The Christmas season usually is the most wonderful time of the year.
But Christmas, 2020, is anything but wonderful. We are undergoing a degree of hardship unlike any that we have experienced in our lifetime. More Americans are dying each and every day from the coronavirus than perished in any of our wars or on 9/11. As the cumulative death toll inexorably continues to climb, the total number of Americans who will have been killed by the virus likely will exceed all of the combat deaths in all of our wars against a foreign enemy.
The death count from the pandemic only tells part of the story, however. Those who have survived a bout with the virus face an uncertain future because of the serious long-term health effects on their vital organs. The burden that has been placed upon our doctors, nurses, and other front-line workers has been enormous and continues to grow as the virus relentlessly attacks our populace and fills our hospitals to overflowing. In addition, the economic impact of the pandemic has been profound for the millions of Americans who have lost their jobs, their businesses, and their homes. Millions of Americans, including one in five children, do not have enough to eat. The lines of cars at food banks stretch for miles.
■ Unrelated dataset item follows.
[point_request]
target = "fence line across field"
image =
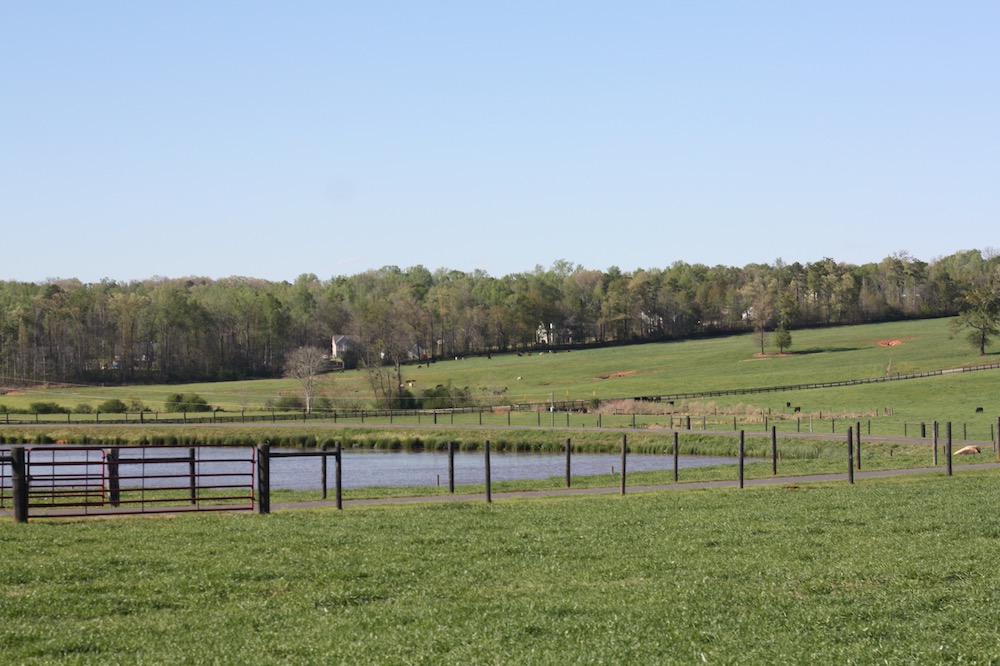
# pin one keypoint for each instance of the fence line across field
(53, 481)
For our nation’s young people, the virus has disrupted their lives to such an extent that economists say the effects upon their education and future job prospects will linger for years to come.
The pandemic has eviscerated the usual holiday celebrations that bring together family, friends, and colleagues, adding to the mental health and anxiety issues, especially for older Americans, that are a by-product of the constant stress in our lives. But amidst all of the chaos and danger that society is facing, this holiday season has provided us with an opportunity to discover a new-found appreciation for the things that really matter in our lives. With the usual holiday frenzy of parties, gift-shopping, vacations, and other self-indulgent pursuits no longer viable, we have a unique opportunity to reflect on what is really important: The health and safety of ourselves and our loved ones, as well as the urgent need to assist those who find themselves in dire straits this holiday season.
We hope that all of our readers will heed the warnings of our public health officials and that those with the means to do so will help the vast numbers of our less-fortunate fellow Americans. If we do these things, we will come to a true understanding of what the Christmas season really is all about.